GUI guidelines for swing
Is there a resource where GUI design for swing is explained? Like best p开发者_开发百科ractices and such.
Design guidelines aren't exactly followed much anymore because Swing works on so many different platforms. Sun wrote up some a long time ago, and never changed them so I'd say read it if you think it will help. Here is some practical knowledge about doing swing development.
- Never use GridBagLayout. Grab TableLayout. It radically simplifies layout for you Swing UI. GridBagLayout is the devil.
- Don't over embed components just to get a layout right (i.e. embedded BoxLayout, etc). See point 1 for how to do this. There are performance issues having components on the screen.
- Separate your program along MVC lines. Swing has View and Model separation, but in large programs the View (i.e. what subclasses a Swing Component) turns into a psuedo View/Controller only making things complicated to reuse and maintain. It turns into spaghetti code fast. Break the habit and create a Controller class that DOES NOT extend Swing. Same goes for the Model (no swing). Controller instantiates high level view classes, and wires itself as a listener to views.
- Simplify popup dialogs using simple panels only. Don't subclass JDialog. Create a reusable dialog class that wraps a panel that can be used something like JOptionPane. Your panels will not be tied to dialogs only and can be reused. It's very easy when you work this way.
- Avoid actionlistener/command. This is old junk and not very reusable. Use AbstractAction (anon classes are your choice I don't have a problem with them). AbstractAction encapsulates text, icon, mneumonics, accelerators, reusable in buttons, popups, menus, handles toggling enabled/disabled states, can be shared among multiple components, it also is the basis for InputMap/ActionMaps for mapping keyboard strokes to actions. ActionMaps give you loads of power for reuse.
- It's best to have to view dispatch events to the controller. I'm not talking about mouse/keyboard junk, but high level events. Like NewUserEvent, AddUserEvent, DeleteUserEvent, etc. Have your controller listen for these high-level business events. This will promote encapsulation by keeping the concerns of the view (should I use a table, list, tree, or something else?) separated from the flow of the application. The controller doesn't care if the user clicked a button, menu, or checkbox.

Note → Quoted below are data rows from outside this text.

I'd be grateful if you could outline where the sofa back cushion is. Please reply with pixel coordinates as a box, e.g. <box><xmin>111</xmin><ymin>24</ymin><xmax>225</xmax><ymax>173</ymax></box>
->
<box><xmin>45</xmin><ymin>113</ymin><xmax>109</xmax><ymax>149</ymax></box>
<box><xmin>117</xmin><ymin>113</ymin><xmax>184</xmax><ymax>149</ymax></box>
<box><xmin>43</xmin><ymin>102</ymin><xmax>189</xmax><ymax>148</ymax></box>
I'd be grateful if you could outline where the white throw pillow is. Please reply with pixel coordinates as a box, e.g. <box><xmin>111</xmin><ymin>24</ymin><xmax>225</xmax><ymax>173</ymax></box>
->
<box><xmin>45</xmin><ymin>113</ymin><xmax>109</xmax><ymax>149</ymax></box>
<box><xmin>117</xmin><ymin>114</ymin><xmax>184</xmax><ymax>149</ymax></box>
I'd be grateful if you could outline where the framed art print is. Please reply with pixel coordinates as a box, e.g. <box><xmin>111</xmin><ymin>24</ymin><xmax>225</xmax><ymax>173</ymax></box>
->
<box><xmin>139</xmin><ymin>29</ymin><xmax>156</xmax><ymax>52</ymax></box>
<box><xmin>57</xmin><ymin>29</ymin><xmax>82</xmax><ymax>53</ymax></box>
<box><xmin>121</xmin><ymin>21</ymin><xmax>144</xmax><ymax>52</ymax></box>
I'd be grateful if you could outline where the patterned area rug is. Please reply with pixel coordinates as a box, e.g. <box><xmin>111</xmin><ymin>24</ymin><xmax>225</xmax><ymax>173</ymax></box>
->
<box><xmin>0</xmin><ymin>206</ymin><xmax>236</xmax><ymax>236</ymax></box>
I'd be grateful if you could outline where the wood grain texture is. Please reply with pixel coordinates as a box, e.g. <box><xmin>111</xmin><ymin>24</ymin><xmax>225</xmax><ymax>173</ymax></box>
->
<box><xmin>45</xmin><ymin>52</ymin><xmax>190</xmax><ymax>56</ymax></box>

- Events are not just for the Controller. Swing is event programming. Your model will be doing things off the SwingThread or in the background. Dispatching events back to the controller is a very easy way to have it respond to things going on in the model layer that might be using threads to do work.
- Understand Swing's Threading rules! You'd be surprised how few people actually understand that Swing is single threaded and what that means for multi-threaded applications.
- Understand what SwingUtilities.invokeLater() does.
- Never* ever use SwingUtilities.invokeAndWait(). You're doing it wrong. Don't try and write synchronous code in event programming. (* There are some corner cases where invokeAndWait() is acceptable, but 99% of the time you don't need invokeAndWait() ).
- If you're starting a fresh project from scratch skip Swing. It's old, and it's over. Sun never really cared for the client like it did the server. Swing has been maintained poorly and not much progress has taken place since it was first written. JavaFX is not yet there, and suffers from lots of Swing's sins. I'd say look at Apache Pivot. Lots of new ideas and better design and an active community.
I have written a list of recommendations here.
In larger swing projects I do partinioning of the app like that:
Have one class per GUI element like JPanel,JDialog etc.
Use a separate package for each screen, especially if you have to implement customized TableModels or other complex data structures
Don't use anonymous and inner classes, implement instead an ActionListener and check ActionEvent.getActionCommand() in there.
EDIT: If you're rather looking for a tutorial or introduction you could start here
Maybe not exactly what your looking for but it won't hurt to take a peek at Java Look and Feel Design Guidelines
You can check the ideas behind FEST - a swing testing framework. It's main site is here and the project is hosted here
You can find some of best practices in chapter 4 of Professional Java JDK6 Edition
I have some guidelines too:
1) Use Maven and seperate your application into modules (view, controller, service, persistence, utils, model). Be sure you put your Swing components and dependencies only in view package, so if you want to change view framework some day, you can just reimplement view module but you can leave your business logic, controllers, etc... intact.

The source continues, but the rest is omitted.